I was going through the ARMv8 Architecture Reference Manual and I came to know that it does not support many instructions that were previously supported by ARMv7 architecture. For example ARMv8 does not support conditional codes and have a seperate instruction CSEL for implementing the same. On further reading I came to know that to reduce the load on instruction encoding and because of better branch predictor conditional support has been removed. However as I came across more instructions I found out that ARM has also removed the RSB instruction instead you need to use a combination of SUB and NEG instruction to achieve the same. My question is that whether increasing the number of instruction does not increase the number of cycles required to execute that instruction. Similarly you can't load multiple registers onto stack, instead only a pair of registers at a time. Similarly there are various neon instructions in ARMv7 that do not have an equivalent instruction in ARMv8 so doesn't that affect the performance of the program?

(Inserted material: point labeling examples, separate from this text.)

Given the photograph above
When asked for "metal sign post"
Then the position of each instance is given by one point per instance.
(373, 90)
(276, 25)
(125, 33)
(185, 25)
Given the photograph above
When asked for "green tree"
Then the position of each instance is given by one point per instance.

The performance metric relevant to your question is total execution time consumed on a particular job. Total execution time (T) can be determined by
T = (total number of clock cycles) x (clock period)
T = (total number of clock cycles) ÷ (clock frequency)

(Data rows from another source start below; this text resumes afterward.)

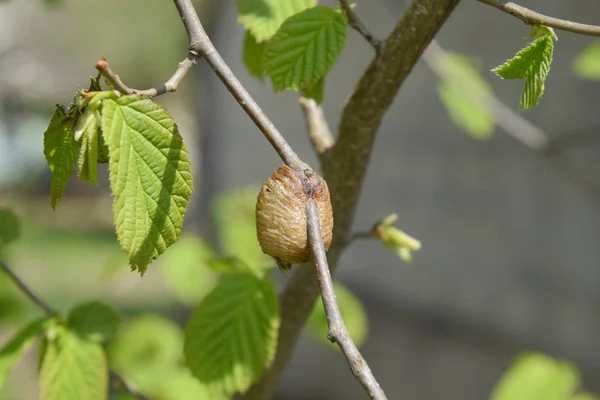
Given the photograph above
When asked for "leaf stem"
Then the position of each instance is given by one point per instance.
(338, 333)
(531, 17)
(170, 86)
(201, 44)
(28, 292)
(37, 300)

T = Σ((cycles per instruction)n x (clock period))
T = Σ((cycles per instruction)n ÷ (clock frequency))
If all the instructions used have the same number of clock cycles to execute
T = (total number of instructions) x (cycles per instruction) x (clock period)

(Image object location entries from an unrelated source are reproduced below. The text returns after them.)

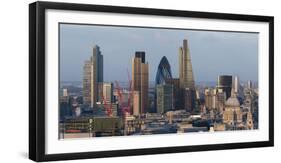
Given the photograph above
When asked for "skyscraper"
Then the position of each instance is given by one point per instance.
(187, 85)
(93, 74)
(185, 67)
(225, 83)
(107, 91)
(136, 104)
(163, 72)
(164, 97)
(140, 79)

T = (total number of instructions) x (cycles per instruction) ÷ (clock frequency)
One approach is to minimize T by minimizing the number of instructions needed for the overall job. To achieve this, complex instructions that perform more operations are employed. Complex instructions (typically) require more cycles per instructions (CPI) and has a side effect of lowering the maximum clock frequency, both factors counteract the objective to minimize T. The other approach is to minimize T by decreasing the CPI and increasing the clock frequency. So, even when more instructions are needed to accomplish a job if CPI is minimal and higher clock frequency is attainable, performance in terms of T can be improved.